Objective: To evaluate the performance of a disproportionality design, commonly used for analysis of spontaneous reports data such as the FDA Adverse Event Reporting System database, as a potential analytical method for an adverse drug reaction risk identification system using healthcare data.
Research design: We tested the disproportionality design in 5 real observational healthcare databases and 6 simulated datasets, retrospectively studying the predictive accuracy of the method when applied to a collection of 165 positive controls and 234 negative controls across 4 outcomes: acute liver injury, acute myocardial infarction, acute kidney injury, and upper gastrointestinal bleeding.
Measures: We estimate how well the method can be expected to identify true effects and discriminate from false findings and explore the statistical properties of the estimates the design generates. The primary measure was the area under the curve (AUC) of the receiver operating characteristic (ROC) curve.
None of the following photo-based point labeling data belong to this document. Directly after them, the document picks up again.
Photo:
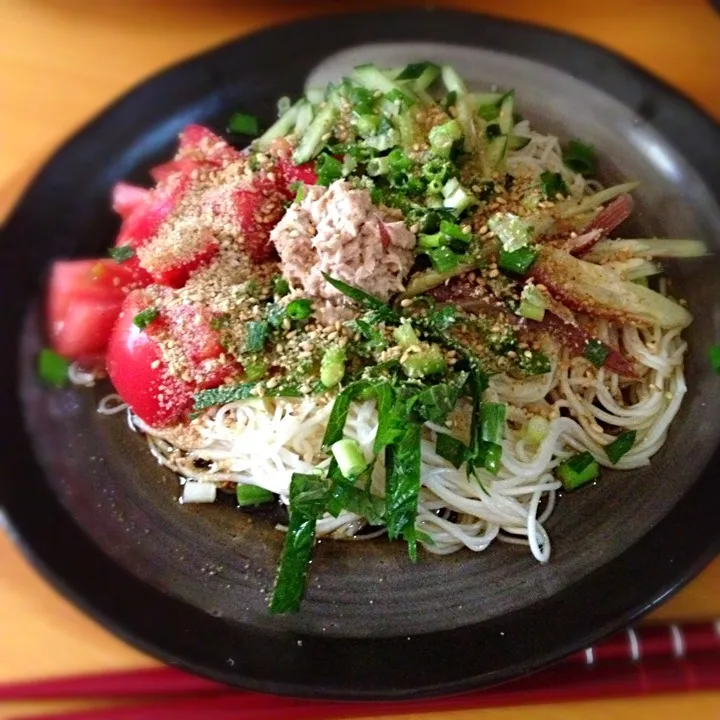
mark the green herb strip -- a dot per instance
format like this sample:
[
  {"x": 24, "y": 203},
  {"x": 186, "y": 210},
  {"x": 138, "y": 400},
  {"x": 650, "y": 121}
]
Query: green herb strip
[
  {"x": 308, "y": 499},
  {"x": 121, "y": 253},
  {"x": 52, "y": 368},
  {"x": 620, "y": 446},
  {"x": 145, "y": 317},
  {"x": 596, "y": 352}
]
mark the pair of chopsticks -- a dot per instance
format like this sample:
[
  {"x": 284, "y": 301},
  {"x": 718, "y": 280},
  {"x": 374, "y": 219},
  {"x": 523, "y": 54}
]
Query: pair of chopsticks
[{"x": 650, "y": 659}]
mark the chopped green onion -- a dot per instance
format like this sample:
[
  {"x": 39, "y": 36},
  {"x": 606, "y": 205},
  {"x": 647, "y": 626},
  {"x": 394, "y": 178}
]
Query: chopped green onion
[
  {"x": 53, "y": 368},
  {"x": 219, "y": 322},
  {"x": 255, "y": 369},
  {"x": 283, "y": 105},
  {"x": 596, "y": 352},
  {"x": 552, "y": 185},
  {"x": 281, "y": 287},
  {"x": 248, "y": 495},
  {"x": 242, "y": 124},
  {"x": 398, "y": 161},
  {"x": 492, "y": 418},
  {"x": 578, "y": 470},
  {"x": 298, "y": 187},
  {"x": 580, "y": 157},
  {"x": 145, "y": 317},
  {"x": 519, "y": 261},
  {"x": 378, "y": 166},
  {"x": 121, "y": 253},
  {"x": 512, "y": 231},
  {"x": 332, "y": 366},
  {"x": 620, "y": 446},
  {"x": 425, "y": 362},
  {"x": 451, "y": 449},
  {"x": 442, "y": 137},
  {"x": 255, "y": 336},
  {"x": 328, "y": 169},
  {"x": 444, "y": 259},
  {"x": 349, "y": 457},
  {"x": 299, "y": 309},
  {"x": 428, "y": 242},
  {"x": 454, "y": 231},
  {"x": 537, "y": 429},
  {"x": 714, "y": 354},
  {"x": 490, "y": 456},
  {"x": 405, "y": 335},
  {"x": 459, "y": 201}
]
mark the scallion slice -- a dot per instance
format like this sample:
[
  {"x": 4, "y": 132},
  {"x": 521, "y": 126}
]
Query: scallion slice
[
  {"x": 242, "y": 124},
  {"x": 596, "y": 352},
  {"x": 714, "y": 354},
  {"x": 255, "y": 336},
  {"x": 451, "y": 449},
  {"x": 299, "y": 309},
  {"x": 620, "y": 446},
  {"x": 349, "y": 457},
  {"x": 519, "y": 261},
  {"x": 578, "y": 470}
]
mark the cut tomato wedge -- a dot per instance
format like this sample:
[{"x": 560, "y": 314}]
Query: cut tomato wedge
[
  {"x": 139, "y": 372},
  {"x": 84, "y": 300}
]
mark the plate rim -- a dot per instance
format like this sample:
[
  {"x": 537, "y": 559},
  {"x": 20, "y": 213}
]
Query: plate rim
[{"x": 704, "y": 546}]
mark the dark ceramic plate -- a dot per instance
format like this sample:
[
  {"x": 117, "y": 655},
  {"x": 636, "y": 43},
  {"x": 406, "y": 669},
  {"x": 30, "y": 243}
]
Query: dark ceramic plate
[{"x": 100, "y": 519}]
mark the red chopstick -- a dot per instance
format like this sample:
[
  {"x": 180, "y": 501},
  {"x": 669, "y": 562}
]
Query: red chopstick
[
  {"x": 561, "y": 683},
  {"x": 641, "y": 643}
]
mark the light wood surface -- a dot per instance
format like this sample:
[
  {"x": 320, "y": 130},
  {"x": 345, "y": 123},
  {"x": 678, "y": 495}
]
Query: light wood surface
[{"x": 61, "y": 61}]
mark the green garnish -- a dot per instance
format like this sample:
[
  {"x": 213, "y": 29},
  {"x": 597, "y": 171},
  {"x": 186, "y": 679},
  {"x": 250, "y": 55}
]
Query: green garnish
[
  {"x": 300, "y": 309},
  {"x": 552, "y": 185},
  {"x": 308, "y": 498},
  {"x": 249, "y": 495},
  {"x": 596, "y": 352},
  {"x": 444, "y": 259},
  {"x": 121, "y": 253},
  {"x": 332, "y": 366},
  {"x": 52, "y": 368},
  {"x": 519, "y": 261},
  {"x": 242, "y": 124},
  {"x": 256, "y": 332},
  {"x": 620, "y": 446},
  {"x": 451, "y": 449},
  {"x": 714, "y": 354},
  {"x": 145, "y": 317},
  {"x": 580, "y": 157},
  {"x": 349, "y": 457},
  {"x": 328, "y": 169},
  {"x": 281, "y": 287},
  {"x": 242, "y": 391},
  {"x": 298, "y": 187},
  {"x": 578, "y": 470}
]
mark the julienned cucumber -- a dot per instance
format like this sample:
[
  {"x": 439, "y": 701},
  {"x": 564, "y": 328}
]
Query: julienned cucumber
[
  {"x": 506, "y": 111},
  {"x": 517, "y": 142},
  {"x": 281, "y": 127},
  {"x": 372, "y": 78},
  {"x": 313, "y": 140}
]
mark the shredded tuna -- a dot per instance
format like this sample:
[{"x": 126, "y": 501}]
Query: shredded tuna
[{"x": 338, "y": 231}]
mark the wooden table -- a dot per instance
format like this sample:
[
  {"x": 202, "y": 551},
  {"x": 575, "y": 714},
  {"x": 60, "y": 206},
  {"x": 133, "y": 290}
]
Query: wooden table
[{"x": 62, "y": 60}]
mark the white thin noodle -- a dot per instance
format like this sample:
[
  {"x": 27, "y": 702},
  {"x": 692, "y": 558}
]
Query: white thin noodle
[{"x": 264, "y": 442}]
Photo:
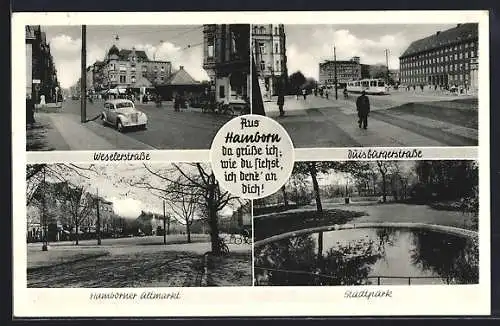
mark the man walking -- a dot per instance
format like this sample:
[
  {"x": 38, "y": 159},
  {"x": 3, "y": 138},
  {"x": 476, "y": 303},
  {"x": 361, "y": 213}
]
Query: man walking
[{"x": 363, "y": 108}]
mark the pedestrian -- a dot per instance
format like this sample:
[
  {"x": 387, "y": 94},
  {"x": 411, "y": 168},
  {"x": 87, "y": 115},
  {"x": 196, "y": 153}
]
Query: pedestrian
[
  {"x": 42, "y": 100},
  {"x": 363, "y": 108},
  {"x": 281, "y": 102},
  {"x": 177, "y": 103},
  {"x": 30, "y": 111}
]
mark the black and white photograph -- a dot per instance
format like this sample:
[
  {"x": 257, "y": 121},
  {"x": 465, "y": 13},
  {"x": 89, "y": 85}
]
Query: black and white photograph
[
  {"x": 132, "y": 226},
  {"x": 370, "y": 223},
  {"x": 144, "y": 87},
  {"x": 369, "y": 85}
]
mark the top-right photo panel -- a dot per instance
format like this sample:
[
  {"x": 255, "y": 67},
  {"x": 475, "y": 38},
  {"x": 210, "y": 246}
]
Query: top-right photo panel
[{"x": 369, "y": 85}]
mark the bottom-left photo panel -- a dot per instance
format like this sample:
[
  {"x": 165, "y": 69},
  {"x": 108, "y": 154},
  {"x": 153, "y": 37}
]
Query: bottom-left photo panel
[{"x": 134, "y": 225}]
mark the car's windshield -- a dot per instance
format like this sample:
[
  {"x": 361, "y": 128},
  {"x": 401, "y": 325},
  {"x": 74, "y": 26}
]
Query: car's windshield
[{"x": 121, "y": 105}]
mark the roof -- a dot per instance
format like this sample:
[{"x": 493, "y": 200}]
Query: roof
[
  {"x": 460, "y": 33},
  {"x": 124, "y": 54},
  {"x": 181, "y": 77}
]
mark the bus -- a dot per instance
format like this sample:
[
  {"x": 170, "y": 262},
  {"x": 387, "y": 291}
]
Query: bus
[{"x": 370, "y": 86}]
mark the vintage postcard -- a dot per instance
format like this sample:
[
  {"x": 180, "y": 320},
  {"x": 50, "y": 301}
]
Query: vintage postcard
[{"x": 251, "y": 163}]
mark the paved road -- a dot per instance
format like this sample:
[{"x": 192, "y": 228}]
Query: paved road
[
  {"x": 425, "y": 120},
  {"x": 189, "y": 129}
]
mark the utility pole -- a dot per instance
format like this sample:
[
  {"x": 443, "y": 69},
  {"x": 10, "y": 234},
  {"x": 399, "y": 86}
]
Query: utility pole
[
  {"x": 387, "y": 64},
  {"x": 98, "y": 224},
  {"x": 164, "y": 224},
  {"x": 45, "y": 229},
  {"x": 83, "y": 78},
  {"x": 335, "y": 71}
]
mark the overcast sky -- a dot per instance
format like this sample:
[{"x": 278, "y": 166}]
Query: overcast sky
[
  {"x": 181, "y": 45},
  {"x": 307, "y": 45},
  {"x": 113, "y": 183}
]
Results: For each combination of 4 outcomes and 5 databases, 48 versions of disproportionality analysis (DPA) were carried out and the AUC computed. The majority of the AUC values were in the range of 0.35 < AUC < 0.6, which is considered to be poor predictive accuracy, since the value AUC = 0.5 would be expected from mere random assignment. Several DPA versions achieved AUC of about 0.7 for the outcome Acute Renal Failure within the GE database. The overall highest DPA version across all 20 outcome-database combinations was the Bayesian Information Component method with no stratification by age and gender, using first occurrence of outcome and with assumed time-at-risk equal to duration of exposure + 30 d, but none were uniformly optimal. The relative risk estimates for the negative control drug-event combinations were very often biased either upward or downward by a factor of 2 or more. Coverage probabilities of confidence intervals from all methods were far below nominal.
Conclusions: The disproportionality methods that we evaluated did not discriminate true positives from true negatives using healthcare data as they seem to do using spontaneous report data.